Here's what matters for the save-point question: even in systems designed for maximum agent autonomy, persistent state and checkpoints do essential work. The system does not rely on continuous shared context. Too little structure and agents conflict, duplicate work, and drift. Too much structure creates fragility. The solution isn't eliminating structure but rather finding the right save points.

What are those save points? The plan. The task decomposition. The codebase. The judge's verdict. Each cycle leaves concrete outputs that future work can safely build on.

A save point is not an app. A save point is a stabilized representation of progress that enables parallel work without drift.

Planning externalizes structure so agents don't need to coordinate internally. That is exactly the function apps and building blocks serve for humans. Humans don't coordinate continuously; apps encode workflows and constraints; humans operate locally inside those constraints; shared artifacts prevent drift. The same pattern holds for agents. The plans encode task structure and boundaries; workers operate locally inside those constraints; shared artifacts prevent drift.

Save points reduce coordination cost, limit context explosion, and stabilize meaning across time. Planning acts as a save point—procedural rather than semantic, but structurally identical.

Where this framework might break

If this framing is wrong, we should observe it breaking.

A clear falsification would be widespread adoption of agent-generated, ephemeral building blocks recreated on demand, differing across runs, trusted for reuse without stable versioning, shared conventions, or human-legible guarantees. If organizations rely on components whose semantics are not fixed, whose provenance is opaque, and whose behavior is validated only transiently by other agents—and this scales beyond trivial or low-stakes use—then the save-point idea collapses.

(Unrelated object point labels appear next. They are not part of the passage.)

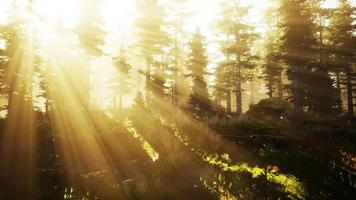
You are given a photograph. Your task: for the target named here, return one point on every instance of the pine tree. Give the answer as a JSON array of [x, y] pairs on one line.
[[120, 82], [343, 46], [199, 99], [272, 66], [297, 47], [91, 38], [152, 40], [237, 48]]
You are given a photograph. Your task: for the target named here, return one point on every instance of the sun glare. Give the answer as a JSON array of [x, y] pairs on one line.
[[58, 12]]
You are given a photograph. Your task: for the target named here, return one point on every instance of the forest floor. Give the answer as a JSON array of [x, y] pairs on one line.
[[174, 156]]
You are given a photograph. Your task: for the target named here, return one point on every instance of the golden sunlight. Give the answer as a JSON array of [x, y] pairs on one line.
[[177, 99]]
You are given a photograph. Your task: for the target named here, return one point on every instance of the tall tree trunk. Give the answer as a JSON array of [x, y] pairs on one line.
[[270, 88], [338, 91], [114, 102], [239, 91], [228, 101], [280, 86], [297, 92], [350, 105], [120, 101], [253, 93]]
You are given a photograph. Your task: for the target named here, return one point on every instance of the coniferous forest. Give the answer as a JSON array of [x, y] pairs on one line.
[[177, 99]]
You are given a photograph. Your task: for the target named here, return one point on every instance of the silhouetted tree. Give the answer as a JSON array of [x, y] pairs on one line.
[[237, 48], [343, 42], [152, 40], [120, 83], [199, 99]]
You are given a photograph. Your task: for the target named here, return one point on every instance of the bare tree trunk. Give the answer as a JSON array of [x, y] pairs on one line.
[[239, 92], [280, 86], [350, 105], [270, 88], [228, 101], [338, 90], [120, 101]]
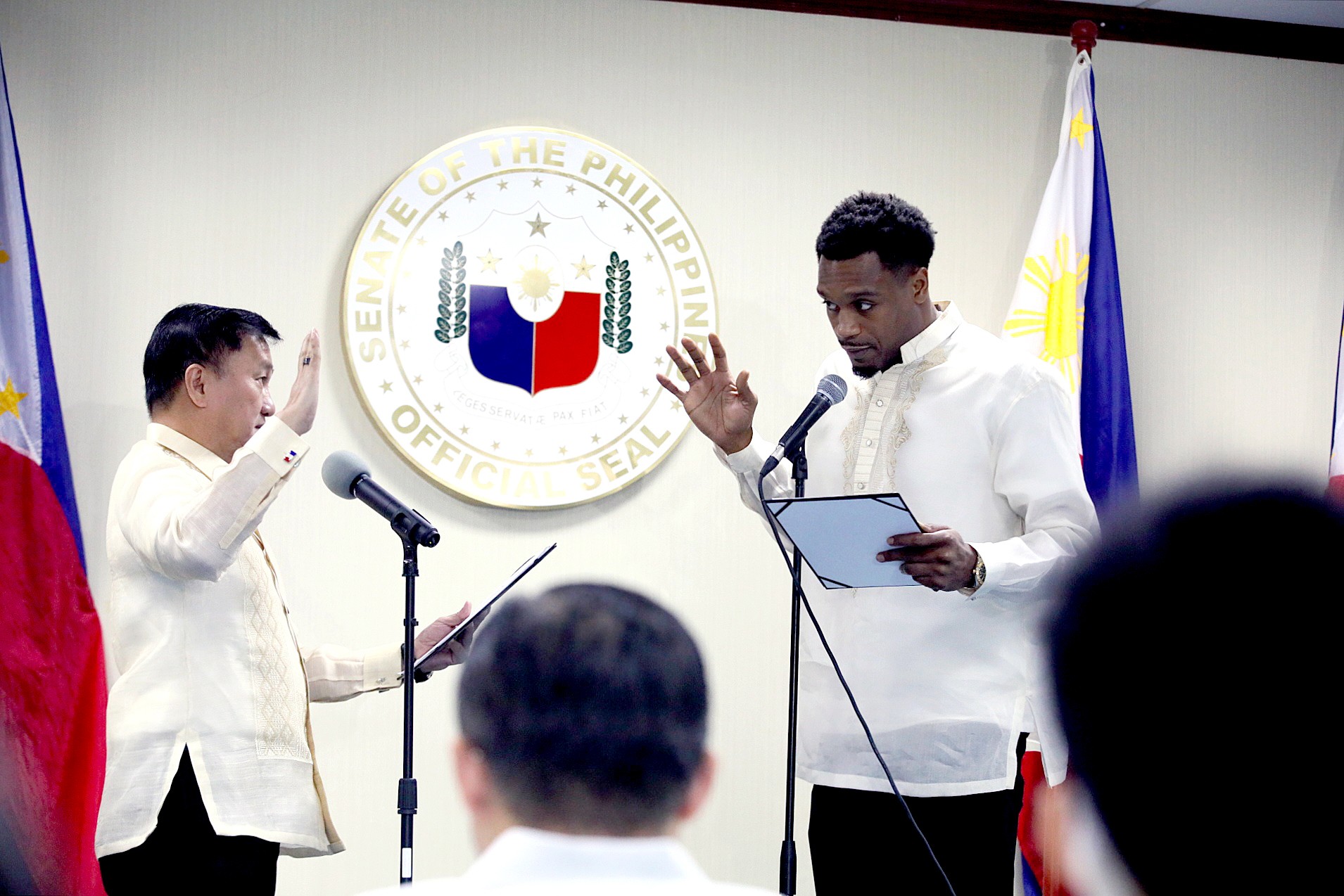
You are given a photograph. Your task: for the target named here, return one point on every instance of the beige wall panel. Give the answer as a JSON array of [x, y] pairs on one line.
[[229, 152]]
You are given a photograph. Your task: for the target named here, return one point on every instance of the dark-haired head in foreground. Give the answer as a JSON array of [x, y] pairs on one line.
[[873, 276], [1191, 686], [583, 711]]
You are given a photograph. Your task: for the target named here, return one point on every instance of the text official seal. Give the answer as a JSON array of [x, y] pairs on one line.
[[506, 309]]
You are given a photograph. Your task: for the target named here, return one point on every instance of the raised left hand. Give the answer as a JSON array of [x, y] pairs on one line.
[[455, 651], [936, 558]]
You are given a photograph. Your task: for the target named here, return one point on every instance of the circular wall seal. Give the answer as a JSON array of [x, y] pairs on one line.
[[506, 309]]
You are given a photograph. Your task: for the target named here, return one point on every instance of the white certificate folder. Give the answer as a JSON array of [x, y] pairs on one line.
[[842, 537]]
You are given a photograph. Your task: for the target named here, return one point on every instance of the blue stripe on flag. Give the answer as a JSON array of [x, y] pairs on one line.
[[56, 459], [1106, 416]]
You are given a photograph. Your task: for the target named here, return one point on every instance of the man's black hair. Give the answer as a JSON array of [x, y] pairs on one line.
[[878, 224], [589, 704], [1190, 665], [195, 335]]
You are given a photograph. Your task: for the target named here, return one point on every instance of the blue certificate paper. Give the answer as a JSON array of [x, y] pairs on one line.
[[842, 537], [481, 610]]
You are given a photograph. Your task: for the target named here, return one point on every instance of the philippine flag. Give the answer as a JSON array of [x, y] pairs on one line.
[[1066, 311], [53, 686]]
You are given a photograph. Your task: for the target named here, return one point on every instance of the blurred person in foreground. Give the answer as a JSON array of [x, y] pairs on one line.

In that world, validation has become cheap, and stability is no longer a binding constraint.

Short of that, continued reliance on versioning, reproducibility norms, and ecosystem-level governance suggests agents are changing who creates abstractions, not why those abstractions need to stabilize.

Where I'm landing

After working through all of this, I reach a narrower conclusion.

The disagreement is about where trust lives, not about apps versus agents. If trust remains socially anchored, apps persist. If trust becomes computationally anchored, apps dissolve. If trust hybridizes, we get something new.

The save-point framework may describe a transition state, not an end state. That's fine. Frameworks need not be permanent to be useful. They need to show what's binding now and what might stop binding later.

Apps aren't dead. Their role is narrowing and clarifying. They're becoming less about interaction and more about validation, less about doing work and more about making work count.

Agents feel like labor. Apps feel like capital. Productivity gains come not from eliminating one or the other, but from improving how efficiently we move between them.

Agents don't eliminate save points. They force save points to become more explicit, more minimal, and more purpose-built for coordination rather than interaction.

Or more cleanly: save points are not a legacy of human software. They are a requirement of any system that wants to scale parallel work without drift whether that be human or agent.

The question going forward isn't "will save points exist?"

It's: what do save points look like when agents—not humans—are the primary workers?